- Cambourne Church
- Country: England
- Denomination: LEP: CofE, Baptist, Methodist, URC
- Churchmanship: Varied
- Website: www.cambournechurch.org.uk

History
- Status: Parish church

Architecture
- Functional status: Active
- Years built: 2010
- Construction cost: 1.1 million

Administration
- Diocese: Ely
- Archdeaconry: Cambridge
- Deanery: Bourne
- Parish: Cambourne

= Cambourne Church =

Cambourne Church is a "local ecumenical partnership" between the Church of England, Baptist Union of Great Britain, Methodist Church of Great Britain and the United Reformed Church. It is located in the heart of Cambourne, Cambridgeshire and provides Christian community in the area. The church is theologically diverse and maintains a lively range of traditions within its services. It is the Church of England parish church for Cambourne. The local Roman Catholic community called Saint John Fisher Church also worships within the church centre.

==History==

Cambourne is a new town nine miles west of Cambridge, designed as a series of three interlinked villages. Cambourne Church started meeting shortly after the first residents arrived in 1999, the first minister, Rev Peter Wood, was appointed in 2001. The church has grown steadily with the community, playing an instrumental role from its very beginning. It is a lively ecumenical partnership sponsored by the Church of England, the Baptist Union, the Methodist Church and the United Reformed Church, and in association with the Roman Catholic Church. The church building is on the corner of Jeavons Lane.

==The present==
The Revd Bill Miller (Baptist minister) is the present incumbent and has been in post since 2019.

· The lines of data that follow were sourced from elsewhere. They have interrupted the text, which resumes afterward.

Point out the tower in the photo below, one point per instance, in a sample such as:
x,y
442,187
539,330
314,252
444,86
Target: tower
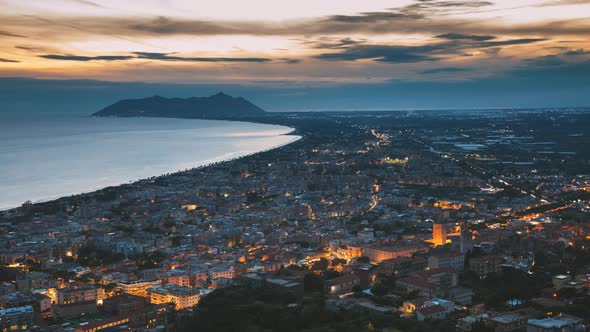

At present the church offers two services on a Sunday morning at 9:30 am (more traditional) and 11 am (contemporary). Groups for children and young people meet during the 11 am service.

The church currently operates a community café (19 ~ The Coffee House).

==Governance==

The church land and buildings are owned by Shared Churches Ely, which is formed by representatives of the partner denominations. There is also a "Local Advisory Group", also made up of members of the partner denominations, which advises the Minister with regards to the direction of ministry at the Church.

At a more direct level, the Church membership elect a Church Council to oversee the mission and ministry of the church. There is also a Ministry Team (made up of the Minister, Assistant Minister, wardens, administrator and other paid staff) which manages day-to-day ministry.